Muita gente fala que Noel Rosa e sua obra são atemporais. Mas será mesmo que os sambas e maxixes de um compositor carioca dos anos 1930 são capazes de sobreviver ao tempo e ainda dizer algo às novas gerações? Neste ano em que se comemoram os 110 anos do nascimento do Poeta da Vila, a banda Salvadores Dali resolveu por esta máxima à prova e decidiu festejar a efeméride de forma especial, lançando seu segundo álbum, o EP “Nos Passos de Noel”. Nesta homenagem ao grande boêmio, quatro de suas canções mais emblemáticas ganharam nova roupagem, vibrante e irreverente.
Das faixas gravadas foram produzidos quatro videoclipes, todos lançados nas plataformas digitais.
Os Salvadores Dali – um projeto gestado por Guilherme Logullo (vocais), Jorge Moraes (contrabaixo), Robson Baptista (sax), Jorge Casagrande (bateria) e Márcio Meirelle (guitarra), todos frequentadores da Praça São Salvador, encravada no simpático bairro carioca das Laranjeiras – se debruçaram em estudos sobre sua obra e seu tempo, sabedores de que seria preciso atualizar a linguagem musical em função dos diferentes modos de expressão do tempo de Noel. “Quase noventa anos depois da morte de Noel Rosa, tivemos a ousadia de transformar sua obra, respeitando as tradições, mas oferecendo uma audição mais contemporânea”, comenta Logullo.
Desta forma, o EP “Nos Passos de Noel” redesenha as linhas melódicas originais a partir de grooves de baixo e bateria, faz uso do naipe de metais estabelecendo um som mais marcante ainda acrescido por acordes distorcidos de guitarra.
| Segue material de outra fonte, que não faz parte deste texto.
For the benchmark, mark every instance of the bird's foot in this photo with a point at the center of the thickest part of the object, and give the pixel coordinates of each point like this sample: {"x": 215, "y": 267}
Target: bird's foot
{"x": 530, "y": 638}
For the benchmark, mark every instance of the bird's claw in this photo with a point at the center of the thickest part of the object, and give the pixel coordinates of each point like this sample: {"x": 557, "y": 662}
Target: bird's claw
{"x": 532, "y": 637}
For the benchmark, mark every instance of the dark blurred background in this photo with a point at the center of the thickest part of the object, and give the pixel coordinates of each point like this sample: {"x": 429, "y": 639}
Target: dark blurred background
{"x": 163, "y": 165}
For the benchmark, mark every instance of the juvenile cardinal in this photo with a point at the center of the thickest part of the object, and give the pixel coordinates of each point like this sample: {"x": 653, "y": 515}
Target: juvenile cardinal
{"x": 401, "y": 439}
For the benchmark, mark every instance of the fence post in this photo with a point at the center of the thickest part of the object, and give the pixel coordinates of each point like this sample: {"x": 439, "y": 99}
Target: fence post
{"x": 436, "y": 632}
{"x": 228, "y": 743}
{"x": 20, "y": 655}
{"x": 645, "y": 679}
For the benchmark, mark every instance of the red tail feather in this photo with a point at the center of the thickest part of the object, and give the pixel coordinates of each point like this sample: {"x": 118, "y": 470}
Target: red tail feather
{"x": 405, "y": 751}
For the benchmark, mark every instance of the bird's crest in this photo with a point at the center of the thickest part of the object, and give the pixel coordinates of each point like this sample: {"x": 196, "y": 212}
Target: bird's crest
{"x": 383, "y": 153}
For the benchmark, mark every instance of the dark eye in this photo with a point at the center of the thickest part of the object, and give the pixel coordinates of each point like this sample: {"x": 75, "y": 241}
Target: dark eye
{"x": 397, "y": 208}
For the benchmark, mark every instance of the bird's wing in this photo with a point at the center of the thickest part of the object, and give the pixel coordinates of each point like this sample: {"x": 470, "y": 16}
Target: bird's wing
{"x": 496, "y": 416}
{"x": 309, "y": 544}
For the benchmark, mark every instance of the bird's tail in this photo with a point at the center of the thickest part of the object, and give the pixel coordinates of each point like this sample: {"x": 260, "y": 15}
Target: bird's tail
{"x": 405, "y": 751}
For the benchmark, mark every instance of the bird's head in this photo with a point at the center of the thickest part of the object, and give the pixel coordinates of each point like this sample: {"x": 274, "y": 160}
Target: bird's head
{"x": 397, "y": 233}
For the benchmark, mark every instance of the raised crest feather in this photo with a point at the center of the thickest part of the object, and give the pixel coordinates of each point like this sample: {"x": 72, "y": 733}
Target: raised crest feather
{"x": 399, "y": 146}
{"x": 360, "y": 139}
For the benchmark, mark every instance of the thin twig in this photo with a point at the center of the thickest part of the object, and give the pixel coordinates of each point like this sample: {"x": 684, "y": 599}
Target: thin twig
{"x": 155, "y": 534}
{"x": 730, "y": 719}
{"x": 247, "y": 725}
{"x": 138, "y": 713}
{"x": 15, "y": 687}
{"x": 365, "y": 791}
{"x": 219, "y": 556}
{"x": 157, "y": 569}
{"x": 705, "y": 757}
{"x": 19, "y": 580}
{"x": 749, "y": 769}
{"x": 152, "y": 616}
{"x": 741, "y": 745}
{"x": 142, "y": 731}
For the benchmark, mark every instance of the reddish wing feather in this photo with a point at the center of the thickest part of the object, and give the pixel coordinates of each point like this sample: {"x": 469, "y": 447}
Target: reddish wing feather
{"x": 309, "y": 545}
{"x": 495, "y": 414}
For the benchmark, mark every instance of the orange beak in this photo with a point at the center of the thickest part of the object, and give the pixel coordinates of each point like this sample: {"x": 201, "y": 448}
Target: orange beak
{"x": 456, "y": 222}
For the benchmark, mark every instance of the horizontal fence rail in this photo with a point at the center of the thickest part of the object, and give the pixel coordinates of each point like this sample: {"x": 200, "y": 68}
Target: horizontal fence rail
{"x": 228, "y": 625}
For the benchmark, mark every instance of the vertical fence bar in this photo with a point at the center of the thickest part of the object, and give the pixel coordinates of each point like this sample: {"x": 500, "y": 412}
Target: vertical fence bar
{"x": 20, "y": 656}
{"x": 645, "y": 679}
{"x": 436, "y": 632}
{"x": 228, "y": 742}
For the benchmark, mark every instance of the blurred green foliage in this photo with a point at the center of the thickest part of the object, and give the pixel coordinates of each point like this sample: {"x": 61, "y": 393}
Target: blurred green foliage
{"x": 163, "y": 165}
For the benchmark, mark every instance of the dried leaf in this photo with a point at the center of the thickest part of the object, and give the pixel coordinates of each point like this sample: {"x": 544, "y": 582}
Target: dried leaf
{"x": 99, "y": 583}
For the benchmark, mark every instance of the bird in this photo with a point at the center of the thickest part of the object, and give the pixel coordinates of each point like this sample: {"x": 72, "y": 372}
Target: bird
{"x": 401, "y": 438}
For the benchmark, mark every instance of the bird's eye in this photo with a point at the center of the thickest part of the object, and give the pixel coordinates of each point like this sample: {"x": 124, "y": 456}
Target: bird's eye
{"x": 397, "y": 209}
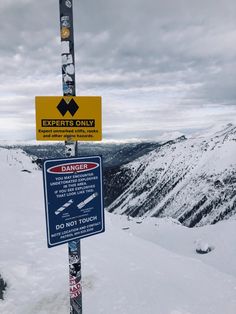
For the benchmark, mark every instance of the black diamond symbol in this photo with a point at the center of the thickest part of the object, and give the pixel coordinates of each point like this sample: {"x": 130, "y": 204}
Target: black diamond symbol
{"x": 63, "y": 107}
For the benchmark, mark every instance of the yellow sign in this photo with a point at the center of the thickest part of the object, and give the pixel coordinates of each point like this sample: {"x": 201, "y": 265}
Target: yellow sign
{"x": 68, "y": 118}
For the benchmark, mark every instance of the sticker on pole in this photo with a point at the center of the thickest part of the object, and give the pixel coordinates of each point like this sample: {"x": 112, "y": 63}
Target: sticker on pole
{"x": 68, "y": 118}
{"x": 73, "y": 198}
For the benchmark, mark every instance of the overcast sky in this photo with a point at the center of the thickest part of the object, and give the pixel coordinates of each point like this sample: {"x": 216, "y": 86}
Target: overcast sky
{"x": 161, "y": 66}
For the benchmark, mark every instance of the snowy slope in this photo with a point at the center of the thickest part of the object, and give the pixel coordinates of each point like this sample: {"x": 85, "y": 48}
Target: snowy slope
{"x": 192, "y": 180}
{"x": 150, "y": 268}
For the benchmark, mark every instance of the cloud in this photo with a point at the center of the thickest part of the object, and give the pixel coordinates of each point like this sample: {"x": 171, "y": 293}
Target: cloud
{"x": 160, "y": 66}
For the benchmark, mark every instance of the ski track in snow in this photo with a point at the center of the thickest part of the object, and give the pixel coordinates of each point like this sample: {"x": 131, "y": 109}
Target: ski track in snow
{"x": 148, "y": 268}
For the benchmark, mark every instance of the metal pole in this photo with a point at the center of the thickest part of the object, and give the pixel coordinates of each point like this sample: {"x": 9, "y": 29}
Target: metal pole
{"x": 68, "y": 81}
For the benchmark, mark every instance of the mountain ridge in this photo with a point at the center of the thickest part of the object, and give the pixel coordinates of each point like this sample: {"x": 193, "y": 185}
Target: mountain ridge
{"x": 192, "y": 180}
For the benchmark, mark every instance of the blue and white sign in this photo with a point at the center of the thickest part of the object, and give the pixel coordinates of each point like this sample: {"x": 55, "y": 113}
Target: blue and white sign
{"x": 73, "y": 198}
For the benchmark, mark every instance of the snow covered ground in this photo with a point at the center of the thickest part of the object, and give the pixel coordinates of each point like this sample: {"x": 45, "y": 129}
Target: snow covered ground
{"x": 135, "y": 267}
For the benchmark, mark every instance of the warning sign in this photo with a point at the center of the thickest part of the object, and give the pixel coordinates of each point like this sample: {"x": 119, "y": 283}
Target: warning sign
{"x": 68, "y": 118}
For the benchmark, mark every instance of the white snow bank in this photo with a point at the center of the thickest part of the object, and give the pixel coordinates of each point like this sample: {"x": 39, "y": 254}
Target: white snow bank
{"x": 127, "y": 272}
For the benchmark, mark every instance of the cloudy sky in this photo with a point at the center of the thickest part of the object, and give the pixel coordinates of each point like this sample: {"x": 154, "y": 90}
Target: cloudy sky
{"x": 161, "y": 66}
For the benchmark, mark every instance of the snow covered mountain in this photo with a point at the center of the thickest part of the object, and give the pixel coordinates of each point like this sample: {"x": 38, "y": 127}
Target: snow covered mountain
{"x": 192, "y": 180}
{"x": 133, "y": 268}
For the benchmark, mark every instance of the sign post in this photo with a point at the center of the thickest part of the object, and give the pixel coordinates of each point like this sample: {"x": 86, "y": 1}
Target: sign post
{"x": 72, "y": 186}
{"x": 68, "y": 83}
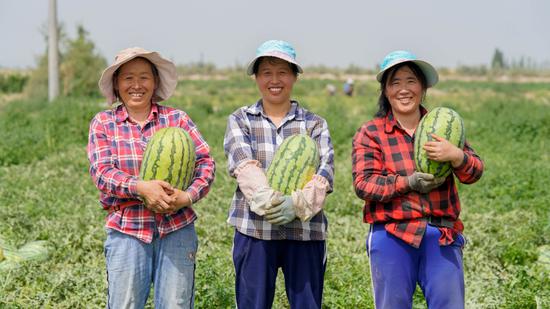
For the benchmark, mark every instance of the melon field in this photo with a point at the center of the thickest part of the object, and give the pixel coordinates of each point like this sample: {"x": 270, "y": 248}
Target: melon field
{"x": 46, "y": 194}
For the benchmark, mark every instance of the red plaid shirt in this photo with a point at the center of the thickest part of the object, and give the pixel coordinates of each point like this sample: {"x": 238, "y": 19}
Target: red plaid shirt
{"x": 382, "y": 158}
{"x": 115, "y": 149}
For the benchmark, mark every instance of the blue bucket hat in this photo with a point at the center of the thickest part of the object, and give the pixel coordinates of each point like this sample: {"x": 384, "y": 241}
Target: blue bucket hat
{"x": 399, "y": 56}
{"x": 275, "y": 48}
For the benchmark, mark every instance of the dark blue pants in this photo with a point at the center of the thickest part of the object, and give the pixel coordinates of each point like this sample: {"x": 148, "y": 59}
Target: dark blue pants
{"x": 397, "y": 267}
{"x": 257, "y": 262}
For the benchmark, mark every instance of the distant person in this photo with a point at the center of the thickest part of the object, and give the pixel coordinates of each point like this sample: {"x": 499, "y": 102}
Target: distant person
{"x": 151, "y": 237}
{"x": 348, "y": 87}
{"x": 331, "y": 90}
{"x": 415, "y": 232}
{"x": 273, "y": 232}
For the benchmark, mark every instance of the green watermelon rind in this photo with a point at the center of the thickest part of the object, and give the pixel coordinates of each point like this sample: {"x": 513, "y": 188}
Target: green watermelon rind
{"x": 453, "y": 131}
{"x": 294, "y": 163}
{"x": 169, "y": 156}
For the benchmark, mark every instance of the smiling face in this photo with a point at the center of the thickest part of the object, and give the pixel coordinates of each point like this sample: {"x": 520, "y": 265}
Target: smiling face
{"x": 275, "y": 79}
{"x": 136, "y": 83}
{"x": 404, "y": 91}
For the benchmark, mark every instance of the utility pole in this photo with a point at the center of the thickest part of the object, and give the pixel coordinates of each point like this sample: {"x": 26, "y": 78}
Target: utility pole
{"x": 53, "y": 55}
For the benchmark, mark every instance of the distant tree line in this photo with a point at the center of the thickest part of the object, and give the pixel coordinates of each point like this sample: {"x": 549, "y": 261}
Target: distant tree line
{"x": 81, "y": 66}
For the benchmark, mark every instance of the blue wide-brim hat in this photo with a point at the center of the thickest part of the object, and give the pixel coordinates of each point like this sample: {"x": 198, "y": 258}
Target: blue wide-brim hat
{"x": 399, "y": 56}
{"x": 275, "y": 48}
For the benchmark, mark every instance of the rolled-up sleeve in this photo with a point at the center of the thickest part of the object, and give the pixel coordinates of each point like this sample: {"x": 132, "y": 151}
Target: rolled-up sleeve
{"x": 236, "y": 142}
{"x": 471, "y": 168}
{"x": 321, "y": 135}
{"x": 205, "y": 166}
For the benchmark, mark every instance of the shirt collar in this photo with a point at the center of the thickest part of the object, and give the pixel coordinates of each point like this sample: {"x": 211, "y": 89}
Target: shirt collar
{"x": 392, "y": 123}
{"x": 122, "y": 113}
{"x": 294, "y": 112}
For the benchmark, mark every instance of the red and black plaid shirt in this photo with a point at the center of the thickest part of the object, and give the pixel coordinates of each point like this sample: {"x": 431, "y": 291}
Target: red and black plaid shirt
{"x": 382, "y": 158}
{"x": 115, "y": 150}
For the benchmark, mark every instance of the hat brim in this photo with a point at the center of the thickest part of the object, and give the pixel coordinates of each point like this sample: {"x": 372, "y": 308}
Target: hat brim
{"x": 250, "y": 68}
{"x": 168, "y": 77}
{"x": 432, "y": 77}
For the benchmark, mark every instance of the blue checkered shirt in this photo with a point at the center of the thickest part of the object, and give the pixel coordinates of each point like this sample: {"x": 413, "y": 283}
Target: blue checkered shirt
{"x": 251, "y": 135}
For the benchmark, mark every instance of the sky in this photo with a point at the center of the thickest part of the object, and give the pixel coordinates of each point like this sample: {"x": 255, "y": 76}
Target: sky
{"x": 334, "y": 33}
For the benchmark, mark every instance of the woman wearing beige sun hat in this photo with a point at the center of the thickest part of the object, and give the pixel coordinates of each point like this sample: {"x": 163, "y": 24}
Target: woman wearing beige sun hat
{"x": 150, "y": 232}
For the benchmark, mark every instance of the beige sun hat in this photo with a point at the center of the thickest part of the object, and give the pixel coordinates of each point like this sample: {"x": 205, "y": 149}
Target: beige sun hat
{"x": 166, "y": 69}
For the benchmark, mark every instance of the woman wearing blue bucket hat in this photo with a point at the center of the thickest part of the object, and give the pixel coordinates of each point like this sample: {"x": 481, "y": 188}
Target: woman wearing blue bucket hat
{"x": 415, "y": 234}
{"x": 274, "y": 231}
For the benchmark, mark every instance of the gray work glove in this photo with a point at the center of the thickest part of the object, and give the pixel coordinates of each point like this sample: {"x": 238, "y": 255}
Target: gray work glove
{"x": 423, "y": 182}
{"x": 282, "y": 211}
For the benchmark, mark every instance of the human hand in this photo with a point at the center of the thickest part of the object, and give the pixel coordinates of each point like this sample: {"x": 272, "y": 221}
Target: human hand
{"x": 423, "y": 182}
{"x": 441, "y": 150}
{"x": 156, "y": 194}
{"x": 281, "y": 212}
{"x": 181, "y": 199}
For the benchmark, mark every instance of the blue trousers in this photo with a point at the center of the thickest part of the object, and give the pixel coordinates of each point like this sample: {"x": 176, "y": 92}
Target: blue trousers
{"x": 397, "y": 267}
{"x": 168, "y": 263}
{"x": 257, "y": 262}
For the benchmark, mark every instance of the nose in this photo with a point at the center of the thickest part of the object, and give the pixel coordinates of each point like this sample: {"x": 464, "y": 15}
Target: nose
{"x": 275, "y": 77}
{"x": 136, "y": 84}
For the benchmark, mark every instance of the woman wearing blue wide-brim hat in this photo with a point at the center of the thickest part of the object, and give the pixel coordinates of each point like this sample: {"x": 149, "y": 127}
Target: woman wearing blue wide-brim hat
{"x": 272, "y": 230}
{"x": 415, "y": 234}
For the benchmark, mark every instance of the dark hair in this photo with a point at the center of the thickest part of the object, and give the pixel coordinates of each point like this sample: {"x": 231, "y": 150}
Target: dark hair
{"x": 270, "y": 59}
{"x": 154, "y": 69}
{"x": 383, "y": 103}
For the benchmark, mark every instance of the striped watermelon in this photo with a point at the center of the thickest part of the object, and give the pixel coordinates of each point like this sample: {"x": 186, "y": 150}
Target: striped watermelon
{"x": 294, "y": 164}
{"x": 169, "y": 156}
{"x": 446, "y": 123}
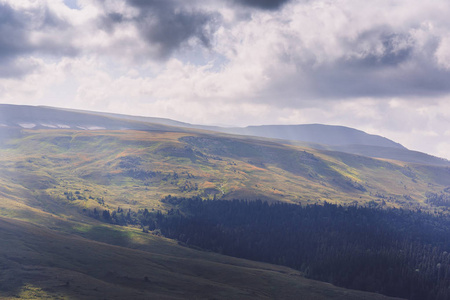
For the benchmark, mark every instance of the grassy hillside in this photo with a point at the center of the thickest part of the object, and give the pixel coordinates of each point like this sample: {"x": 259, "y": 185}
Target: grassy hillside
{"x": 38, "y": 263}
{"x": 63, "y": 170}
{"x": 52, "y": 180}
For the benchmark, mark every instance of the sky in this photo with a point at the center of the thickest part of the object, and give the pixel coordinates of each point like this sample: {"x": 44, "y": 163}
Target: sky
{"x": 382, "y": 67}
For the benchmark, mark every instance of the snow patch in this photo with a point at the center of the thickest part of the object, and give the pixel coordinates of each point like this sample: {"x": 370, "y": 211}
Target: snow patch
{"x": 63, "y": 126}
{"x": 49, "y": 125}
{"x": 27, "y": 125}
{"x": 91, "y": 127}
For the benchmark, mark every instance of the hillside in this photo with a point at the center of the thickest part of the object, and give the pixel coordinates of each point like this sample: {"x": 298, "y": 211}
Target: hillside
{"x": 317, "y": 136}
{"x": 59, "y": 185}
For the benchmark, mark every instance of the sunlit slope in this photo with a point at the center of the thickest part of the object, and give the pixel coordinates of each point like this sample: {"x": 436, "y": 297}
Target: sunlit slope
{"x": 65, "y": 172}
{"x": 37, "y": 263}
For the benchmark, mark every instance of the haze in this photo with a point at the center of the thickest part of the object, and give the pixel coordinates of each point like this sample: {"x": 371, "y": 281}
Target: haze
{"x": 383, "y": 69}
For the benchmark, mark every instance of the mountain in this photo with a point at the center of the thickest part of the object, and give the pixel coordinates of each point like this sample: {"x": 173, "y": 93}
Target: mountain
{"x": 77, "y": 189}
{"x": 317, "y": 136}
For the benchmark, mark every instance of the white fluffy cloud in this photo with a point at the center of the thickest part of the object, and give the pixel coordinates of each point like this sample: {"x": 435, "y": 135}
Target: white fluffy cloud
{"x": 383, "y": 68}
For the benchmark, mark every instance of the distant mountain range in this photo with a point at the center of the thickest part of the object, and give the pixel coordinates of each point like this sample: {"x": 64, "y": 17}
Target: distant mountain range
{"x": 318, "y": 136}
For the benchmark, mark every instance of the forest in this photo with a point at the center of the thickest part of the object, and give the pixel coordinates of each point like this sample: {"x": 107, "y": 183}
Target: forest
{"x": 394, "y": 252}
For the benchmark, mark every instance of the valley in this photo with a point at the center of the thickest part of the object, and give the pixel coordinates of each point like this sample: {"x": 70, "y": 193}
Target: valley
{"x": 64, "y": 190}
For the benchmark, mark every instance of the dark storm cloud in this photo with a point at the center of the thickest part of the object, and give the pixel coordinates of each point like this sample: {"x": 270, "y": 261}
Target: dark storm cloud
{"x": 15, "y": 29}
{"x": 377, "y": 63}
{"x": 167, "y": 25}
{"x": 263, "y": 4}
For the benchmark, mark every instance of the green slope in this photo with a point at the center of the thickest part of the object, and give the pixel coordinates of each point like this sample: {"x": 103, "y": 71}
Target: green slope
{"x": 38, "y": 263}
{"x": 53, "y": 179}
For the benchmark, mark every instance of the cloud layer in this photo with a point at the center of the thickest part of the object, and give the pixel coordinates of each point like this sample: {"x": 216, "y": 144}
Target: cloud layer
{"x": 383, "y": 68}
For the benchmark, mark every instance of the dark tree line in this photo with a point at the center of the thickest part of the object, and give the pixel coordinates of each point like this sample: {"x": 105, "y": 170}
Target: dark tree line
{"x": 394, "y": 252}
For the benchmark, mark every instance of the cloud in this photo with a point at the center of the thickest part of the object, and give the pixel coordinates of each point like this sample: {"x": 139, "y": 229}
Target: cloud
{"x": 165, "y": 26}
{"x": 28, "y": 29}
{"x": 263, "y": 4}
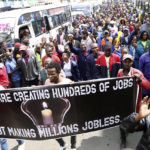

Capa do EP Nos Passos de Noel – Salvadores Dali – divulgação
Abrindo o EP, “3 Apitos”, composição de 1933 que narra de forma inusitada a paquera do próprio Noel com uma operária da fábrica têxtil Confiança, em Vila Isabel, recebe interpretação teatral de Logullo, além das frases arejadas do sax de Robson Baptista, traçando um paralelo da narrativa de Noel, intensificando o conhecido humor do compositor. O resultado é um pop rock típico da década de 1980.
O primeiro sucesso de Noel Rosa, composto em 1929, “Com que Roupa” recebe atmosfera meio jazzy meio bluesy, com solos de sax e bateria. A canção narra de forma bem caricata as dificuldades financeiras de um boêmio ao tentar se vestir para ir ao samba.
Composição de 1934 e parte da Opereta “A Noiva do Condutor”, “Tipo Zero” reaparece com groove marcante e elaborado e boas soluções rítmicas. É a metamorfose de típico samba de Noel para um rock leve.
O balanço do funk e do soul brasileiro chegam batendo à porta em “Palpite Infeliz”, uma das composições de Noel com maior número de regravações por artistas da MPB. Composta em 1935, a canção é considerada o auge da polêmica entre Noel e o sambista Wilson Batista, que se arrastou por várias composições de ambos. “Palpite Infeliz” era uma resposta contundente de Noel ao samba “Conversa Fiada” de seu contemporâneo.
Gravado num estúdio nos arredores da São Salvador, o trabalho foi elaborado durante a pandemia, respeitando as recomendações de isolamento social, através de aplicativos de comunicação, armazenamentos virtuais e todos os recursos digitais disponíveis, inclusive a partir de várias reuniões e gravações feitas pelo celular.